BERMAN: We will see you in a few minutes. Great to see -- it's great to be this close to you at least.

Ahead, we're going to honor another victim of the pandemic and a member of 360s extended family.


BERMAN: Tonight, as we try to do every night, we want to remember some of the lives that have been lost during this pandemic. One of the victims hits particularly close to home for the 360 team. It's the father-in-law of our own Gary Tuchman. His wife Kathy and her family laid their father to rest today. His name was Bill Stark, Bill was a chief engineer with the U.S.

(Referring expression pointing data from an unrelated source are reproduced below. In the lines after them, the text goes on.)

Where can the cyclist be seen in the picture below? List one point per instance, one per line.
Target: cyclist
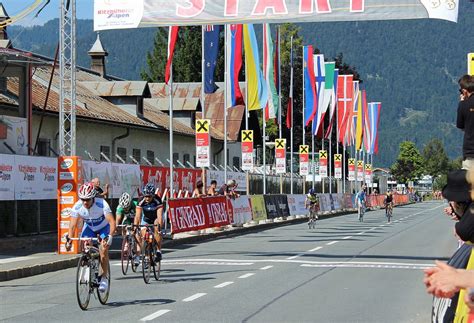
(127, 209)
(99, 221)
(361, 198)
(388, 202)
(312, 203)
(150, 211)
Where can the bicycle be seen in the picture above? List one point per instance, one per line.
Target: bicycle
(313, 216)
(129, 249)
(87, 274)
(149, 246)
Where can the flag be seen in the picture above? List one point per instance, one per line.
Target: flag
(332, 107)
(172, 37)
(344, 105)
(360, 120)
(289, 111)
(271, 109)
(256, 87)
(234, 64)
(319, 73)
(311, 102)
(211, 52)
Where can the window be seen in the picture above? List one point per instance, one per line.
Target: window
(104, 150)
(150, 155)
(43, 147)
(122, 152)
(186, 159)
(137, 155)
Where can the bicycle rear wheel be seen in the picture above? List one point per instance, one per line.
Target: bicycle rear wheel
(125, 254)
(103, 297)
(83, 283)
(146, 262)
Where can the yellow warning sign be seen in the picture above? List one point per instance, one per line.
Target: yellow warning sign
(247, 135)
(202, 125)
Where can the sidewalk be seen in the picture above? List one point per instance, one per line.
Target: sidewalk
(33, 255)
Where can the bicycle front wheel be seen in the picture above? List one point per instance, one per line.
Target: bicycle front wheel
(103, 297)
(83, 283)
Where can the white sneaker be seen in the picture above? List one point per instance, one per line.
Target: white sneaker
(103, 286)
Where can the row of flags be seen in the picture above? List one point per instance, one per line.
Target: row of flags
(340, 97)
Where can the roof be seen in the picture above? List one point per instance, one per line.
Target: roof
(115, 88)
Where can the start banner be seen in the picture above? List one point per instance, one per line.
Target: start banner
(193, 214)
(151, 13)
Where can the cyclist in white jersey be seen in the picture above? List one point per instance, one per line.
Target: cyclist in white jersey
(98, 220)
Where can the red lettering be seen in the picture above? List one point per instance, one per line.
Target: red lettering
(192, 8)
(231, 7)
(277, 6)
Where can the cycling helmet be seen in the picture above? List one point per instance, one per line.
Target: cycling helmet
(87, 191)
(125, 200)
(149, 189)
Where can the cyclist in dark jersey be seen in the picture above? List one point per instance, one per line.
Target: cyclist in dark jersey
(150, 211)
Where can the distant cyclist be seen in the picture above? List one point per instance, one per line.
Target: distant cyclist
(361, 202)
(99, 221)
(150, 211)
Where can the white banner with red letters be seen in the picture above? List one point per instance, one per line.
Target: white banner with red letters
(193, 214)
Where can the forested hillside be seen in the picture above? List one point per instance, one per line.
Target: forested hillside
(410, 66)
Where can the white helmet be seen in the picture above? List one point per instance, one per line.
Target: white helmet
(124, 200)
(87, 191)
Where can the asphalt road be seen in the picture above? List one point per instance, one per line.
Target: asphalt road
(342, 271)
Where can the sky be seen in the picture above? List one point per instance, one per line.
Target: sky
(13, 7)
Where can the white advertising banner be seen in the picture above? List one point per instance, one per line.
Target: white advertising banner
(35, 178)
(296, 204)
(241, 210)
(119, 14)
(7, 178)
(13, 132)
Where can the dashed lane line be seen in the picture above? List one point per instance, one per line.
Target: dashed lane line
(154, 315)
(224, 284)
(194, 297)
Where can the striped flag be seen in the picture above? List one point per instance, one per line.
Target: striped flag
(172, 37)
(271, 109)
(311, 103)
(256, 87)
(234, 65)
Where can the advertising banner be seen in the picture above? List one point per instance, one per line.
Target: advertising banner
(280, 156)
(193, 214)
(296, 204)
(247, 149)
(35, 178)
(70, 177)
(360, 170)
(257, 203)
(323, 163)
(351, 169)
(203, 151)
(7, 177)
(14, 133)
(304, 160)
(242, 212)
(338, 166)
(151, 13)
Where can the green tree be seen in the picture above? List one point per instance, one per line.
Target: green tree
(436, 161)
(409, 164)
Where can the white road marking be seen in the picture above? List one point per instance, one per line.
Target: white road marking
(247, 275)
(154, 315)
(193, 297)
(223, 284)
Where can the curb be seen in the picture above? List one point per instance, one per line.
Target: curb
(115, 254)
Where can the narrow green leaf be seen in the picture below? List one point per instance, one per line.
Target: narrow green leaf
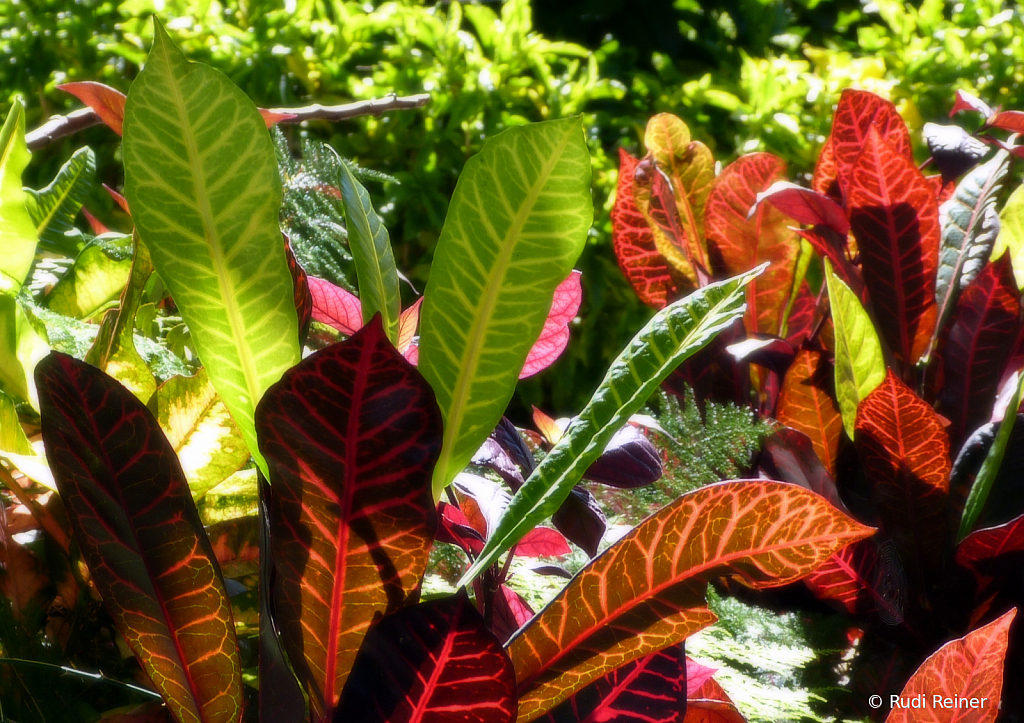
(371, 247)
(202, 180)
(1012, 234)
(859, 364)
(97, 277)
(968, 234)
(517, 222)
(114, 350)
(17, 232)
(983, 481)
(674, 334)
(54, 208)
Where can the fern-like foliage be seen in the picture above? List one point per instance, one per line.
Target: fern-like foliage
(700, 450)
(312, 213)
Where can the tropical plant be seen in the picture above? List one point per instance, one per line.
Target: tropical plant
(185, 341)
(887, 378)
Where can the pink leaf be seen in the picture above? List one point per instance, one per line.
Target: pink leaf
(555, 335)
(335, 306)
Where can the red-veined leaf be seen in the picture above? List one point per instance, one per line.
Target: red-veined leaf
(986, 315)
(350, 434)
(271, 117)
(1012, 121)
(905, 453)
(651, 689)
(807, 403)
(711, 705)
(742, 243)
(542, 542)
(141, 537)
(859, 580)
(104, 100)
(335, 306)
(804, 206)
(895, 219)
(856, 114)
(646, 592)
(633, 242)
(555, 335)
(966, 669)
(433, 663)
(967, 101)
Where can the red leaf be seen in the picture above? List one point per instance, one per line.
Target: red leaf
(108, 102)
(805, 206)
(743, 243)
(711, 705)
(856, 114)
(633, 242)
(1012, 121)
(431, 663)
(905, 452)
(807, 403)
(895, 219)
(270, 118)
(975, 351)
(542, 542)
(555, 335)
(134, 519)
(967, 668)
(335, 306)
(651, 689)
(860, 580)
(351, 435)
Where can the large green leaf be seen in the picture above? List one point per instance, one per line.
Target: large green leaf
(17, 232)
(371, 247)
(202, 180)
(968, 232)
(54, 208)
(859, 364)
(1012, 234)
(96, 278)
(517, 222)
(673, 335)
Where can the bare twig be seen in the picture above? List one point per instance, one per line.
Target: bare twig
(60, 126)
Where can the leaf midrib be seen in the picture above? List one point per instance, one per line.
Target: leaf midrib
(235, 320)
(477, 333)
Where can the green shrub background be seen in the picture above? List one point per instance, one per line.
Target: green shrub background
(745, 75)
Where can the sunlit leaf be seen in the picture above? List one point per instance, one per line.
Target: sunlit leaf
(516, 224)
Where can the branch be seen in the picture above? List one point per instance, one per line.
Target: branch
(60, 126)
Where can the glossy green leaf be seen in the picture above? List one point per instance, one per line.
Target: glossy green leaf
(674, 334)
(859, 364)
(96, 279)
(371, 247)
(114, 350)
(967, 220)
(983, 481)
(54, 208)
(17, 232)
(1012, 234)
(199, 427)
(201, 177)
(517, 222)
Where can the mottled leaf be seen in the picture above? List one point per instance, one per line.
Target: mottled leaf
(351, 513)
(138, 530)
(646, 592)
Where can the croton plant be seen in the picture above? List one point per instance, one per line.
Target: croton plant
(205, 356)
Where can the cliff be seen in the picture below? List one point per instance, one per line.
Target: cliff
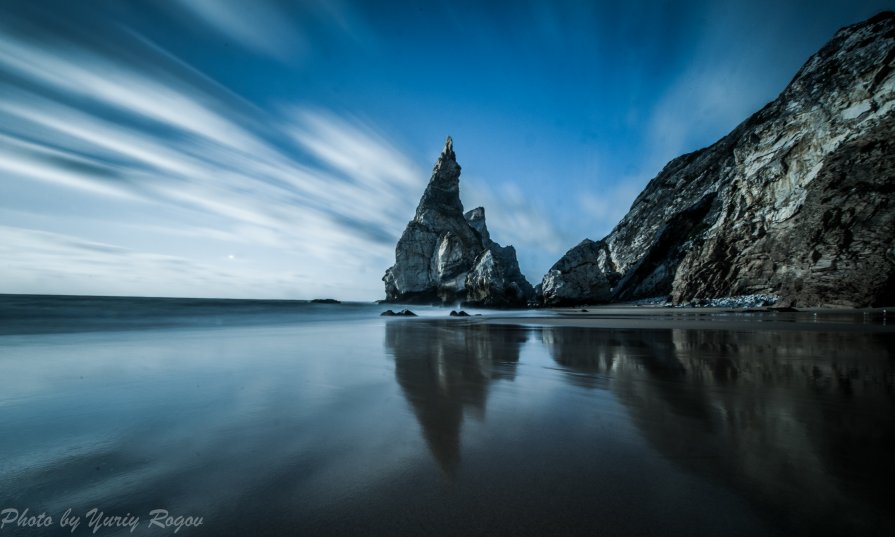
(795, 202)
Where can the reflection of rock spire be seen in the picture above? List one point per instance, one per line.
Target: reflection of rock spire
(752, 410)
(444, 370)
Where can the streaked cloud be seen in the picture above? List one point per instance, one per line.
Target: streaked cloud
(309, 187)
(259, 25)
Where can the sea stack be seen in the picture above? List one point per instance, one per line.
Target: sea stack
(445, 256)
(796, 202)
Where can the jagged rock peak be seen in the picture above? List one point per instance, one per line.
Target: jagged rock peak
(443, 191)
(795, 202)
(476, 219)
(446, 256)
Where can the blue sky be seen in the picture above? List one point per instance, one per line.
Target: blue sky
(277, 149)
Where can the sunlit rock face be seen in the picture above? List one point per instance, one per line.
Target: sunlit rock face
(795, 202)
(446, 256)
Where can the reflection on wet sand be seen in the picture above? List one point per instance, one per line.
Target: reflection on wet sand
(799, 422)
(444, 369)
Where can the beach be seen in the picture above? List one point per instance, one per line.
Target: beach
(273, 418)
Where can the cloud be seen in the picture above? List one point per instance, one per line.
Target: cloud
(258, 25)
(312, 192)
(516, 219)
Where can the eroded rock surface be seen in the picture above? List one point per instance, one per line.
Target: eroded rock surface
(795, 202)
(445, 256)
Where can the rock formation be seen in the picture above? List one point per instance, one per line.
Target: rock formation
(446, 256)
(795, 202)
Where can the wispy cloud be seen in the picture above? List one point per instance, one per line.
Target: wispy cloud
(259, 25)
(513, 218)
(328, 193)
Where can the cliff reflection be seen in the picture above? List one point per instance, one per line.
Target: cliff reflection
(798, 421)
(444, 369)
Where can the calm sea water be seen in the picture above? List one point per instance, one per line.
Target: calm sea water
(287, 418)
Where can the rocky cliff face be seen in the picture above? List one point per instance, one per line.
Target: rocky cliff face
(446, 256)
(795, 202)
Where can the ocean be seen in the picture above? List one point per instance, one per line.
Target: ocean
(145, 416)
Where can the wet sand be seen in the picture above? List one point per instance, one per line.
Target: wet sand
(335, 421)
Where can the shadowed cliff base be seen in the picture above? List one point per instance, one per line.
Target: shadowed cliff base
(794, 203)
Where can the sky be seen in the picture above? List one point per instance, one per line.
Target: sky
(277, 149)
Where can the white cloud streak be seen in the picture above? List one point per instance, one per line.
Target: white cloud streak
(240, 174)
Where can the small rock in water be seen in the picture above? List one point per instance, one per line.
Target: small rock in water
(402, 313)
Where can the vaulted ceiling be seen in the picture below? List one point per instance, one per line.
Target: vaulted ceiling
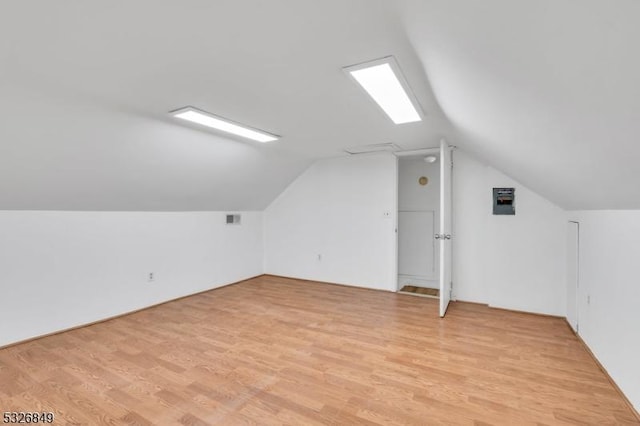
(546, 91)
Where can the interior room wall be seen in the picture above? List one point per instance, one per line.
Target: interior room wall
(418, 216)
(608, 293)
(63, 269)
(514, 262)
(336, 223)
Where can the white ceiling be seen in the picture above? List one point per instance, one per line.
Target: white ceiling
(546, 91)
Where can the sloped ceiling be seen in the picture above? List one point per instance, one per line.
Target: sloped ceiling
(546, 91)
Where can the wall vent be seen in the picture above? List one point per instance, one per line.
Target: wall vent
(233, 219)
(378, 147)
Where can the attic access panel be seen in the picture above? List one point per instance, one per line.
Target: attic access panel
(504, 201)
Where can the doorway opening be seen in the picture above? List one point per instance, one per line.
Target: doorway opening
(424, 231)
(418, 218)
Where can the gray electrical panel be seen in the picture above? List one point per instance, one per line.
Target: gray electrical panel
(504, 201)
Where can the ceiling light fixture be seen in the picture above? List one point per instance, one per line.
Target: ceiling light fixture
(382, 79)
(203, 118)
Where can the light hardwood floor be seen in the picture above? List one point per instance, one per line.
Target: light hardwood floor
(281, 351)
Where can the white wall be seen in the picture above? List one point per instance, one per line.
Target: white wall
(63, 269)
(337, 209)
(609, 274)
(514, 262)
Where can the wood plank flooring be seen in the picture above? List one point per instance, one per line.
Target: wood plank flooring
(281, 351)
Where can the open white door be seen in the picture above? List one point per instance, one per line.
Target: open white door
(444, 235)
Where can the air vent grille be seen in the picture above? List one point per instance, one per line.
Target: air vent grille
(233, 219)
(379, 147)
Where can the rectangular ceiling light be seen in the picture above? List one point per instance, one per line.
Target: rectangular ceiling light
(384, 82)
(203, 118)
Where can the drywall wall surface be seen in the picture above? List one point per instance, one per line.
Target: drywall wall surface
(608, 293)
(514, 262)
(336, 223)
(63, 269)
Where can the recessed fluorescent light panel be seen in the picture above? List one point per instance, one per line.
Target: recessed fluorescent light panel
(203, 118)
(384, 82)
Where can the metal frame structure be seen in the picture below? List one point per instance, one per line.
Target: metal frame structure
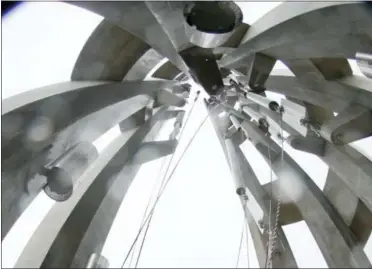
(110, 85)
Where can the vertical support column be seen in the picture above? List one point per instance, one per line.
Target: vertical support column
(246, 179)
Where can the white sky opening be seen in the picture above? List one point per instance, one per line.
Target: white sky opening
(22, 230)
(305, 250)
(36, 45)
(368, 248)
(260, 167)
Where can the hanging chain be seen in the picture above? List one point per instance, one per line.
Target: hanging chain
(273, 235)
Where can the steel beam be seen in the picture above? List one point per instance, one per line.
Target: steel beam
(241, 169)
(15, 198)
(296, 30)
(57, 226)
(138, 19)
(337, 243)
(109, 54)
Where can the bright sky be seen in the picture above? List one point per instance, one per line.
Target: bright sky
(198, 221)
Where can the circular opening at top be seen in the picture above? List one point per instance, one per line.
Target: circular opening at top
(213, 17)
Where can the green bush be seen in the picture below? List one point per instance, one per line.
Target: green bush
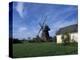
(65, 38)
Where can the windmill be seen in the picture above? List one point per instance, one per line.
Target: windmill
(44, 28)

Merchant Marine and also served as a lieutenant the U.S. Navy. His family says for his entire life up until the years before he died, he would talk about his adventures at sea and spend hours looking through a Spyglass that ships on the water wondering where they were headed.

After Bill left the Navy he met and married Rosemary Matthews. They went on to have four children together. He later married again to Marian King and between them, they had nine grandchildren whom they loved deeply.

He was known as a good man to his core with a wicked sense of humor. He loved to tell stories, loved his two cars. According to Gary, Bill's legacy is one of joy, happiness, beautiful smiles and love for his family and friends. Bill Stark was 92 years old. His family is in our thoughts tonight.


The news continues. I'll hand it over to Chris for "CUOMO PRIME TIME."